「やはり人類は滅ぼすべき」モルモットの“擬車化”アニメが話題! 癒される一方で… (1/2ページ)
貧困に病気、他人とのいざこざ…さまざまな苦痛で溢れかえる現代社会。生きるのがつらくてしかたない、という人に朗報だ。わずか3分で極上の癒しを与えてくれる“モルカー”が、人類のもとにやってきた。
モルカーとは、車になったモルモットのこと。今年1月に放送が始まったテレビアニメ『PUI PUI モルカー』(テレビ東京系)に登場する、ひたすらに愛くるしい生き物たちだ。
同作は羊毛フェルトのぬいぐるみを少しずつ動かして撮影し、つなぎ合わせたストップモーションアニメ。モルカーはモフっとした見た目で、車輪のような手足でトコトコと移動する。「プイプイ」という独特の鳴き声には、本物のモルモットの声が使用されているらしい。
作中に普通の車は登場せず、すべての人間がモルカーに乗って移動している。しかしモルカーはたんなる乗り物ではなく、自分の意志をもっているようだ。アクシデントに見舞われるたびに表情が大きく変化し、ポロポロと涙を流すことも…。
アニメはまだ放送が始まったばかりだが、早くもTwitter上では独自解釈による二次創作や世界観の考察が大盛り上がり。作品名がトレンド入りを果たし、今期の「覇権アニメ」との呼び声も高い。一体なぜモルカーは、これほどまでに人を惹きつけるのだろうか?
人間は愚か…「モルカー至上主義」が世界を覆う同作は1話につき約3分という短さで、意味がわかるセリフは一切存在しない。とはいえストーリーはかなり濃密であり、社会風刺やブラックなユーモアが詰まっている。
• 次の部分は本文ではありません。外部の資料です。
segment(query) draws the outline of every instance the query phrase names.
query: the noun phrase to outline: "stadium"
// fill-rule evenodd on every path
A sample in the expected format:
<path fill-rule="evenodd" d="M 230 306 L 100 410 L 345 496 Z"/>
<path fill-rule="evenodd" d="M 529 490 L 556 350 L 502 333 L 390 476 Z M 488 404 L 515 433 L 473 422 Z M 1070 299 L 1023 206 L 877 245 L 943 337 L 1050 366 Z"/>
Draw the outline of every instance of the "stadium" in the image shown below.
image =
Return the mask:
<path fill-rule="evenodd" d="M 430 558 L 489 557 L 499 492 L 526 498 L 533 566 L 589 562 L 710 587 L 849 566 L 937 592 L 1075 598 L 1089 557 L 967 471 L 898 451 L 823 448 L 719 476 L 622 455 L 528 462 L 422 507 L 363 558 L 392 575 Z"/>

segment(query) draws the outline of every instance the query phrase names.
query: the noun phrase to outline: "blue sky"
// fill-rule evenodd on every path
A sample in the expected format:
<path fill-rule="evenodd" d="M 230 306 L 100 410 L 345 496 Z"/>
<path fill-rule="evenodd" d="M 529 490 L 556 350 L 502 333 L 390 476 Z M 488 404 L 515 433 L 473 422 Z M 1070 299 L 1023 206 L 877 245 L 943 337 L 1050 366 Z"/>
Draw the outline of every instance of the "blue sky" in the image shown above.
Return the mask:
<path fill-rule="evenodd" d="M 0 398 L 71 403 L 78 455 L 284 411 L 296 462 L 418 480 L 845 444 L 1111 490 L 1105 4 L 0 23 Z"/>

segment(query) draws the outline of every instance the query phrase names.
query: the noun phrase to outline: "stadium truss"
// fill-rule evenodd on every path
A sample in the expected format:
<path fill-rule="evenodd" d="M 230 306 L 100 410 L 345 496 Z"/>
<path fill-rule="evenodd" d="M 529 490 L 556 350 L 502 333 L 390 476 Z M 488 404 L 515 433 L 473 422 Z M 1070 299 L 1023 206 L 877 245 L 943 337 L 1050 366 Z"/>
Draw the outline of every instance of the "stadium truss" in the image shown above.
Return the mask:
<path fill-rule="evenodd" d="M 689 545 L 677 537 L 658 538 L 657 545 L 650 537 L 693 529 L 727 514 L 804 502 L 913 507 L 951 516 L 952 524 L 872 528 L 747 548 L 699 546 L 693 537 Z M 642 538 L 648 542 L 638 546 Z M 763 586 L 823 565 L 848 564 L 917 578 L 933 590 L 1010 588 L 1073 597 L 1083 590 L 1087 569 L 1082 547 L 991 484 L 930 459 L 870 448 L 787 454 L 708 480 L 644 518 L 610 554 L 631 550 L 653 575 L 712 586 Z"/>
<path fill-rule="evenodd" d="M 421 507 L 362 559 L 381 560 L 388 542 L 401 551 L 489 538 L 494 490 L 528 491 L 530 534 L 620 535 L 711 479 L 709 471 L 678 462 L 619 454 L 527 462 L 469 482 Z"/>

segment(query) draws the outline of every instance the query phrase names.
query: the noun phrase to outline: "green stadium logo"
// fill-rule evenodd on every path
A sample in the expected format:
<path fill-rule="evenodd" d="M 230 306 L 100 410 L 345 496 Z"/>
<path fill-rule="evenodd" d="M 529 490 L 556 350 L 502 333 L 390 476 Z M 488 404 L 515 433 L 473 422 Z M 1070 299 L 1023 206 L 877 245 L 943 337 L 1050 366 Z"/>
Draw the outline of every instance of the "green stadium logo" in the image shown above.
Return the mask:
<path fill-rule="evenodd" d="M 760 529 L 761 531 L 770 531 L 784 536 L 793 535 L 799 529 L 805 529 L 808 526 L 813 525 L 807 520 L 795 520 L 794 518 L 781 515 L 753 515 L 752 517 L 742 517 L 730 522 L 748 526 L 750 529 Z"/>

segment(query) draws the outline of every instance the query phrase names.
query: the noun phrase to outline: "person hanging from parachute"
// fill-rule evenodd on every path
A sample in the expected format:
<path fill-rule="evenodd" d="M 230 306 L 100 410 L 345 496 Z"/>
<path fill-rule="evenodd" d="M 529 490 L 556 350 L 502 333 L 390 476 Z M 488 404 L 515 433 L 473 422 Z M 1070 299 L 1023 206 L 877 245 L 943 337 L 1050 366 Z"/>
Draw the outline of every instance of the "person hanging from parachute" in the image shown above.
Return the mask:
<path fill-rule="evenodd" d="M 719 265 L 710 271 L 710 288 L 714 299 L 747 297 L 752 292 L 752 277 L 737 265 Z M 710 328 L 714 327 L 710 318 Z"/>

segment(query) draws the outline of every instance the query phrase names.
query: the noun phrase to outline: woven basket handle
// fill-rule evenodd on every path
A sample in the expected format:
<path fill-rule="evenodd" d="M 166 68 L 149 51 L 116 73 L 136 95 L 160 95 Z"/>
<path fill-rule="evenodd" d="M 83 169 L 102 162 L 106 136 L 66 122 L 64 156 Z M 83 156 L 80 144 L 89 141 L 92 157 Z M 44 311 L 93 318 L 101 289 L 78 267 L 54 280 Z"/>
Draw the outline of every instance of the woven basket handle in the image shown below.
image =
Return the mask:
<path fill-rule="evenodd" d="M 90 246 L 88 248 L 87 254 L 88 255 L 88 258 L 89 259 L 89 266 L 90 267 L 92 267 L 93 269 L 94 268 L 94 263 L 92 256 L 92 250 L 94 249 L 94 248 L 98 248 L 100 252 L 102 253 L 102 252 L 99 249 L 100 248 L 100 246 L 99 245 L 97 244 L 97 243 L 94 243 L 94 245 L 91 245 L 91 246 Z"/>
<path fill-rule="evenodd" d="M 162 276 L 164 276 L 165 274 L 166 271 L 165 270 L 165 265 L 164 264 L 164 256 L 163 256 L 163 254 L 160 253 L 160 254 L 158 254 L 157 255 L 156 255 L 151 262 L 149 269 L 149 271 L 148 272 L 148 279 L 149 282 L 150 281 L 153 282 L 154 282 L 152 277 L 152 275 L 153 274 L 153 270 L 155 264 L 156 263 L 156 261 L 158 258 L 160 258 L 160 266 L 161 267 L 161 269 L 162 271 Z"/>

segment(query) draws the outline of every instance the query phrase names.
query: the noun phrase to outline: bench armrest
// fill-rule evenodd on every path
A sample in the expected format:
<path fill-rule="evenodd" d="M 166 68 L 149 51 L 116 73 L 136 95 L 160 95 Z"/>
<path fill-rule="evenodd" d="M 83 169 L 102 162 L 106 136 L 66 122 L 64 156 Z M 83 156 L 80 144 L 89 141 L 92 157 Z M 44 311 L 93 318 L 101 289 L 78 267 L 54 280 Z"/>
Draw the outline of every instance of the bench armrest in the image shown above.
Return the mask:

物語に出てくるモルカーたちは、揃いも揃って人間想い。救急モルカーで運ばれている人のために奮闘するなど、心優しい行動を見せてくれる。ところが人間はいつだって、愛すべきパートナーの気持ちを裏切ってしまう。
音楽に夢中になって渋滞を巻き起こす運転手や、凶悪な銀行強盗など、作中には毎回のように犯罪者が登場。社会とモルカーに害を加えるさまが、ユーモアを交えながら描かれていく。善良なモルカーと比べると、自分勝手な人間たちの振る舞いはなんと醜悪なことか…。